NO-ONE wants to go back to the bad, old days when kids were regularly hit by teachers with a fat, wooden duster or given the belt across their outstretched hands.

I remember how sore it was to be hit across the palms with that big, black leather strap, and a direct hit from what was basically a block of wood used to clean the blackboard was no joke either.

When I was at primary school in Glasgow I was always getting the belt for talking in the playground when were lined up in twos to walk back into the classroom after playtime.

I was lucky enough to have some brilliant teachers but there were also some who were a bit too fond of tweaking a pupil’s ear or giving them a thump. Getting the belt left you in horrible pain and if the teacher was particularly heavy-handed you could end up numb from the elbows down.

Quite rightly, corporal punishment is no longer acceptable, but I do think the teacher who now has a criminal record and was sacked for “tapping a pupil on the head” was treated unfairly.

Obviously, I wasn’t in the classroom so I don’t know exactly what happened when teacher Matthew Mountford asked one of his pupils to stop talking during a lesson. When the youngster kept on talking, his teacher claimed he tapped him lightly on the head and told him to get on with his work.

The school and the pupil cannot be named for legal reasons, but Mr Mountford has had his name dragged through the mud. He was accused of assault, lost his job and was reported to the police by the father of the boy who also wanted to claim compensation for his “injuries”.

It’s been a nightmare for Mr Mountford and his family.

The school looked into the incident which was taken seriously because there had been physical contact between the teacher and pupil, something that is not tolerated no matter the circumstances.

Mr Mountford thought that the worst that would happen would be a verbal or written warning from the school, but he was utterly devastated when the boy’s father wanted a far greater punishment and went to the police.

Mr Mountford was asked to come to the station to give a statement and then found himself in court facing an assault charge.

As there had been physical contact he couldn’t do anything other than plead guilty.

He was given a six-month community order, told to do 40 hours unpaid work and ordered to pay court costs. Despite having the support of the National Union of Teachers, he was later sacked from his job. However, the National College for Teachers have said that his actions were not serious enough for a ban and he can work as a teacher again.

There’s been a petition set up by pupils to have him back in the school where he worked for 12 years with an exemplary record.

He has been described as one of the best teachers in the school.

Mr Mountford is rather bruised by the whole experience and is not sure if he wants to stand up in front of a classroom again.

And who can blame him?

I’m sure this could have all been sorted out with a bit of commonsense.

Obviously a teacher assaulting a pupil is appalling and must result in the appropriate and proper punishment.

In this case, however, although Mr Mountford was technically in the wrong, and admitted that he shouldn’t have touched the pupil in question at all, it does appear to be an overreaction by all concerned.
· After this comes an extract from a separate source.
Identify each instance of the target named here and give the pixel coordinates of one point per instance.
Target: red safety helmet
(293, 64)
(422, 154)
In a separate incident, a head teacher this week criticised parents who don’t back teachers when their children misbehave in class.
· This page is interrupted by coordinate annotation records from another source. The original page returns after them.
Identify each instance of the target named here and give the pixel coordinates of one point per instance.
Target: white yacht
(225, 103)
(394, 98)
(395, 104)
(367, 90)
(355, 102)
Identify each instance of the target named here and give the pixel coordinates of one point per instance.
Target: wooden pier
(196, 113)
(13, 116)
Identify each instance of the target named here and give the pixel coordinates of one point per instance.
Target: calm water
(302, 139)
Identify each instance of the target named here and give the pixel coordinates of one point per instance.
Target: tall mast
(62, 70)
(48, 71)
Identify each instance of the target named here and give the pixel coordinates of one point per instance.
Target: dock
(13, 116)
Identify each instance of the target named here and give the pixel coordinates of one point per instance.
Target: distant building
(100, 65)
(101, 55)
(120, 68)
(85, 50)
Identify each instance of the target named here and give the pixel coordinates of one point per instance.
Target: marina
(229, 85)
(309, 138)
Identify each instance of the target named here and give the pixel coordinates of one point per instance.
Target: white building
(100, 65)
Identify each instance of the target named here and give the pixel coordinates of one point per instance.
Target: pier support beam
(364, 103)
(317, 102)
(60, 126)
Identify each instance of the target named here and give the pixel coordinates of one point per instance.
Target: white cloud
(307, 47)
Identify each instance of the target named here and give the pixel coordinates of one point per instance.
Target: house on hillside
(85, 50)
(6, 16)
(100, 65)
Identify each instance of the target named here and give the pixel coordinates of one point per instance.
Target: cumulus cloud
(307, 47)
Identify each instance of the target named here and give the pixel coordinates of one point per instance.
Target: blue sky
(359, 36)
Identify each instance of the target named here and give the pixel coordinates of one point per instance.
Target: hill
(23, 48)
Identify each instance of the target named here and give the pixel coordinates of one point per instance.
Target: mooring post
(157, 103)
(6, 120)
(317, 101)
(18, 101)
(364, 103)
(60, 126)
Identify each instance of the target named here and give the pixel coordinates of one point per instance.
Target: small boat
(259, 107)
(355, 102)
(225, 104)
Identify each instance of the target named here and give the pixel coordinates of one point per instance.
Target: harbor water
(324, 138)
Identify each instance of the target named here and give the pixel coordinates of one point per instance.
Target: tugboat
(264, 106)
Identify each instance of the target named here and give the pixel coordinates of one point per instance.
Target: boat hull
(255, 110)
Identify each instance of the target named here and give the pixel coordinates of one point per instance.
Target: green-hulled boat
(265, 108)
Louise McGowan, who is quitting her job as head of a Kent school this summer, hit out at parents who she believes always take their child’s side, even when it is proven the youngster in question is breaking the rules, sometimes persistently.

Teachers there have also been subject to abuse by parents.

She claims it makes their job very difficult and undermines their authority and she’s clearly exasperated and frustrated by such unhelpful attitudes.

I think being a teacher is one of the most valuable jobs that anyone could ever do. It’s also one of the most underrated as well as the toughest, especially nowadays when it is far more difficult to maintain discipline and order in the classroom and far too many children don’t have proper respect.

Teachers need support in difficult situations and I do think there are far too many cases where they are badly let down.